We missed the media and internet hype about Steve Vaught, walking across the country to take off some of his 410 pounds and to write a book with a large advance, based on his story.
The only surprise is that it was a book deal rather than a movie deal, and that’s a surprise is that we can hear the soundtrack playing in our heads.
Without knowing the details, it surely sounds like Vaught is a very particular kind of victim: not necessarily a victim of his weight or of his experiences as a Marine or even of the publishing industry (though all of those may be true). He’s almost certainly a victim of the mythologizing of the 21st century hero.

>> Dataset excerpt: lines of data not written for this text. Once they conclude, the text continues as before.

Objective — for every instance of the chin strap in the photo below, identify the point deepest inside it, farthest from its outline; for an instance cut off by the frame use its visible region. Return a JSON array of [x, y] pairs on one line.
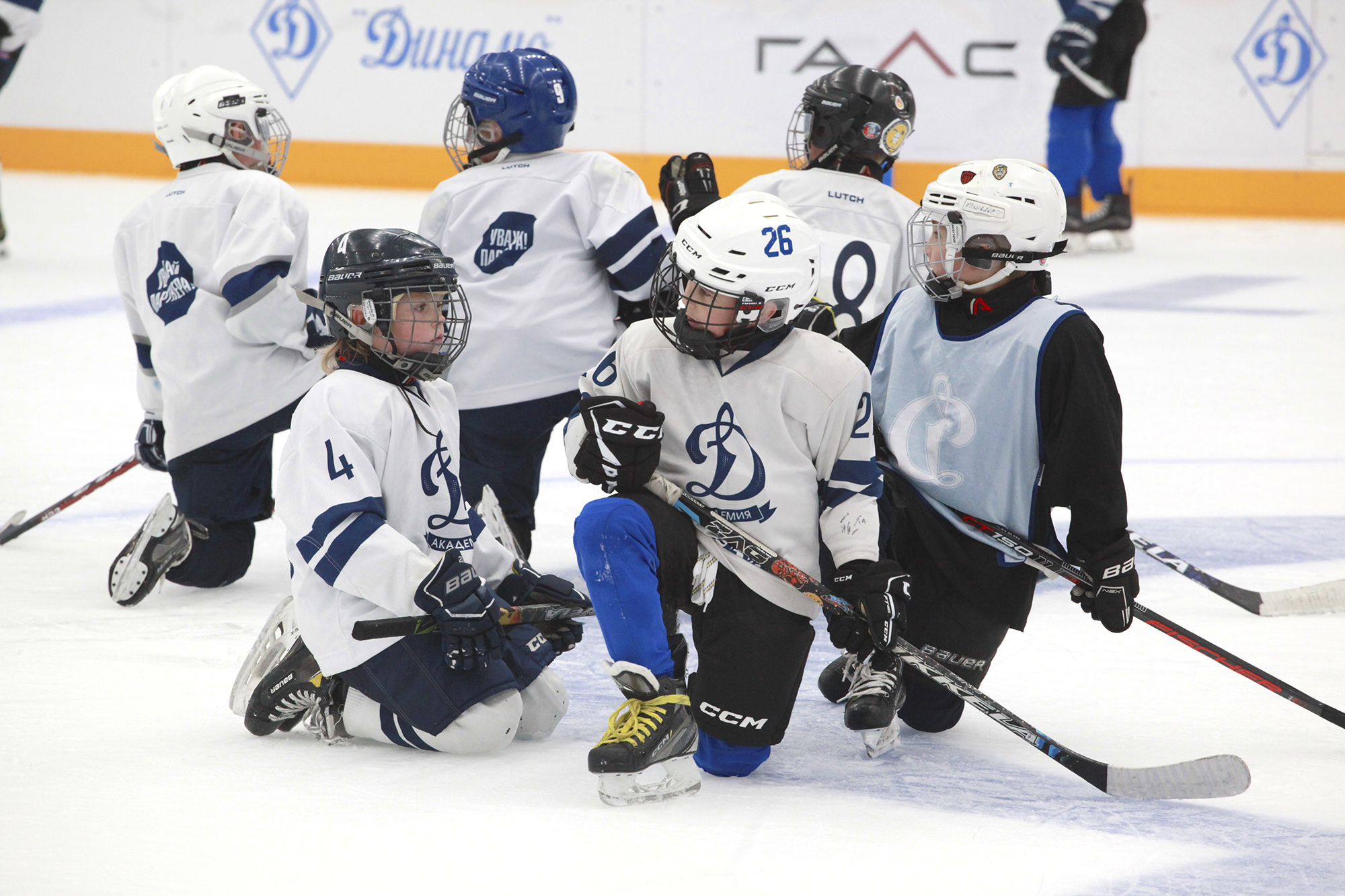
[[1005, 255]]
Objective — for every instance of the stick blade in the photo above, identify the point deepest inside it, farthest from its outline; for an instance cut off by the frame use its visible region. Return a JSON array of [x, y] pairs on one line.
[[1327, 598], [1223, 775]]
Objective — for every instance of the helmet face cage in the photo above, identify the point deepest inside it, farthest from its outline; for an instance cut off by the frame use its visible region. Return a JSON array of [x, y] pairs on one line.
[[935, 240], [263, 146], [424, 326], [685, 309], [798, 139], [461, 135]]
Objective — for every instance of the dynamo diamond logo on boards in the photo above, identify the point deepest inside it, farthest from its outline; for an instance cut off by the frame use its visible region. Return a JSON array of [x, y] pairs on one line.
[[1280, 57], [293, 36]]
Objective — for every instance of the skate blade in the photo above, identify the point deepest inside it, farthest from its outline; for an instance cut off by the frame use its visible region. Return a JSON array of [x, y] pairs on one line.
[[880, 740], [274, 642], [680, 776], [124, 589], [1110, 241]]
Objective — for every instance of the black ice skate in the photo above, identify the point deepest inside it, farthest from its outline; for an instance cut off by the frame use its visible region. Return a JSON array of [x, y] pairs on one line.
[[836, 680], [272, 645], [654, 727], [872, 705], [163, 541], [1113, 218], [297, 690]]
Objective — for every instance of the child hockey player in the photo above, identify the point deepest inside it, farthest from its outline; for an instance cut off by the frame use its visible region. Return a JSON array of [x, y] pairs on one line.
[[558, 251], [723, 396], [993, 399], [844, 138], [209, 270], [377, 526]]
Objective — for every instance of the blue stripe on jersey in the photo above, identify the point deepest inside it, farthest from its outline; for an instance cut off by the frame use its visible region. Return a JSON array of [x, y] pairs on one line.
[[832, 495], [475, 522], [389, 724], [333, 517], [861, 473], [346, 544], [629, 237], [249, 283], [641, 271], [414, 739]]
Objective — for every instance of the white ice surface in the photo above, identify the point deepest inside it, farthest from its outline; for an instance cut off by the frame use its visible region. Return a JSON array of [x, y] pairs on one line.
[[123, 770]]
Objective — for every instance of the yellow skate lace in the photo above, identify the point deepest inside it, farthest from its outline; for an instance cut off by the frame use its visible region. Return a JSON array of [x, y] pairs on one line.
[[637, 719]]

He lost almost 100 pounds. We would have guessed he would lose less. He was unable to agree with his ghost writer about the truth of his own story. No surprise there. And he walked all the way across the country, followed by film crews, and the admiration and hatred of tens of thousands of voyeurs. Almost undoubtedly, the crowds, the adulation, and the abuse all helped keep him from getting what he was actually seeking, and he knows that: “he will do [his next] journey alone. No more film crews and no more distractions.”
The only thing he didn’t do was live up to the mythic fantasy, the one where walking across the country would make him thin, sexy, talented, and irresistible. It’s the same thing that happens to people (usually women) who write books about their great marriage and then get a divorce. Or the almost-Lance-Armstrongs who recover from near-fatal diseases and then don’t win the Tour de France.
The post from Too Beautiful tipped us to what’s happening: “So he blew his book deal, he blew his chance at free publicity, he blew the whole purpose of the trip, he lost his family, and he is still fat. I feel sort of sorry for the guy, but my sympathy is limited.”
This story was never about Steve Vaught, human being. It was about “the fat man,” going up against the myth and failing.
This is America, a culture that rejects the myth of Sisyphus, doomed forever to push the same rock up the same hill. Instead, we’ve chosen the myths of “get rich quick” and “lose weight now,” the ones which end with everyone (at least everyone important in the story) inevitably becoming beautiful, thin, free, and rich.
Thanks to Badgerbag for the pointer.